Microcosme : monde réduit. - Homunculus : petit être vivant. - Démiurgie : une activité créatrice. - Cénesthésie : ici, signifie que l'enfant reconnaît l'objet sans affectivité particulière.



Questions (10 points)

l. Reformulez la thèse soutenue par Roland Barthes dans cet extrait. (2 points)
2. Dans le passage suivant : "Seulement, devant cet univers ... enfants créateurs" (2ème et 3ème paragraphes), vous analyserez la progression de l'argumentation et dégagerez les procédés d'écriture utilisés. (5 points)

3. Vous mettrez en évidence les oppositions dans le dernier paragraphe et préciserez leur fonction dans l'argumentation. (3 points)

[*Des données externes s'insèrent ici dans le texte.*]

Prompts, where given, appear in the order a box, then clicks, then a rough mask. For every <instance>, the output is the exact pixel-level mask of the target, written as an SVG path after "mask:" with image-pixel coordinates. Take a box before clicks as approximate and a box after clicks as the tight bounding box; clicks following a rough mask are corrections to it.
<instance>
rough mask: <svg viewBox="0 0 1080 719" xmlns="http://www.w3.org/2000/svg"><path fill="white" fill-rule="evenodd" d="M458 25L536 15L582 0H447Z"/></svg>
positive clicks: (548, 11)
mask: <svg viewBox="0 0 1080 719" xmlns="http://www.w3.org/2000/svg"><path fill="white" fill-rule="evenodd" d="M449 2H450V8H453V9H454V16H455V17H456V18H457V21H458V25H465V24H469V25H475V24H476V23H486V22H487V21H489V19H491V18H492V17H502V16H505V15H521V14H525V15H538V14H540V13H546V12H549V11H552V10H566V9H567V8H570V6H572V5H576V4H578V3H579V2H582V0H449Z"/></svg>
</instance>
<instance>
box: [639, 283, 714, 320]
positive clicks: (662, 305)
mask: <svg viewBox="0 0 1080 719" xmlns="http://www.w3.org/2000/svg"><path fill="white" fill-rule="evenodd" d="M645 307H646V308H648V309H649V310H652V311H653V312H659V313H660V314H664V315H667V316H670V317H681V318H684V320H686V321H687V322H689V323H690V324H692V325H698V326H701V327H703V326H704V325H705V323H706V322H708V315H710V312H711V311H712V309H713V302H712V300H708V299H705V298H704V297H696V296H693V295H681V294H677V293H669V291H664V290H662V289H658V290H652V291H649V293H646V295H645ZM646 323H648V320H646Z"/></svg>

Travail d'écriture (10 points)

" [...] L'enfant ne peut se constituer qu'en propriétaire, en usager, jamais en créateur ; il n'invente pas le monde, il l'utilise : on lui prépare des gestes sans aventure, sans étonnement et sans joie " .
En songeant aux jouets et jeux actuels, vous réfuterez, justifierez ou discuterez cette affirmation de Roland Barthes.